The GUH announced its new board in May, joining Chief Executive Neil Gordon and Chairman Andrew Hodgson. The 10 new members come from a range of backgrounds across the blue economy including defence, the renewable energy sector and aquaculture – the latter in the form of Heather Jones, CEO of SAIC, the Sustainable Aquaculture Innovation Centre.

“The Global Underwater Hub brings the underwater community and supply chain together,” Neil Gordon says. The hub acts as a go-between between underwater services and other sectors, making challenges and solutions more visible.

“Our job is to try and help organisations to find the solutions and companies that can solve problems for them, particularly from a Scottish and UK context,” he explains. An underwater service solving technological problems in one sector, say offshore wind farms or oil and gas, could transfer those solutions to aquaculture.

The GUH has identified aquaculture as a key sector and Gordon sees three main areas for growth within it: remote monitoring and operating systems; engineering for deeper and further offshore environments; and contained or semi-enclosed systems.

He says: “How can we manage these offshore farms, using technology? Can we look at a way of powering these systems, if they are further offshore? What kind of data can we acquire? What kind of sensors do we need to use to monitor the health of the fish, and the condition of the nets and the containment systems? Also what can we do in feeding systems, about quantifying how much food is necessary?

“We are also seeing more need for sensor-type technology, so we can monitor the condition of the environment, measuring the size of fish, and what amount of feed is being provided. There are challenges that come with overfeeding, because you get a lot of food waste, which can also add to issues on the seabed.

“Another area that comes up is how do you control sea lice? If we know what causes those issues, or what the conditions are, we can look at engineering solutions. These could be: how do you move cold water from deeper areas into the farm to reduce the infestation of lice, or can you look at systems that move up and down the column of water? There are some really interesting ways of trying to address the problem.”

The second growth area is underwater engineering. As fish farms get larger, and go and further offshore, they will be exposed to more volatile wave and weather conditions.

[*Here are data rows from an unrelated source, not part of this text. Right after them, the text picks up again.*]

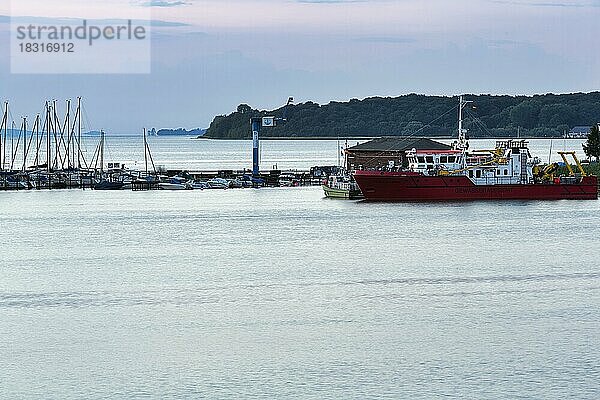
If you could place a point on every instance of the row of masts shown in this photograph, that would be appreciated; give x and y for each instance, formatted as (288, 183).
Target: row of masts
(49, 153)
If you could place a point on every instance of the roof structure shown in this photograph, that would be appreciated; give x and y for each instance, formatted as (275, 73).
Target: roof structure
(399, 144)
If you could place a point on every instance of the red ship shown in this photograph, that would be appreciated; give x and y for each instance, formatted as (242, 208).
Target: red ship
(506, 172)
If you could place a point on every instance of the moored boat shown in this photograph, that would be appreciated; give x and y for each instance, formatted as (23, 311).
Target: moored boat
(506, 172)
(341, 187)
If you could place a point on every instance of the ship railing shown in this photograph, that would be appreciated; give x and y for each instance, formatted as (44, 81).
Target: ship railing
(496, 180)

“There is a huge amount of capability in this country to engineer structures that can float, and be moored, and kept on station,” Gordon says. “Think about what has happened in oil and gas and the offshore wind industry: putting structures where they are going to be hit by much more dynamic environments.”

Fish farm nets, he added, could require flotation systems to create buoyancy, for going to the surface and sinking again. “There is a lot of existing technology that could be transferred across to looking at new designs.”

The third area is contained or semi-enclosed systems, where solutions to challenges elsewhere in the world can be applied at home.

“There are real challenges, but great opportunities, for a lot of the existing capability we have here in Scotland and across the UK,” he says.

The GUH is based in Aberdeen and over the next 12-18 months it will be opening two more hubs in England. “We are based in Westhill in Aberdeenshire, and we have two other hubs being developed, one in Newcastle, and one in Bristol, strategically to cover the north and south of England,” Gordon says. “Within those three hubs there will be what we call spokes, so it will reach into other parts of the regions. In Scotland, we will be looking at putting four smaller spoke hubs to make sure that it’s inclusive.”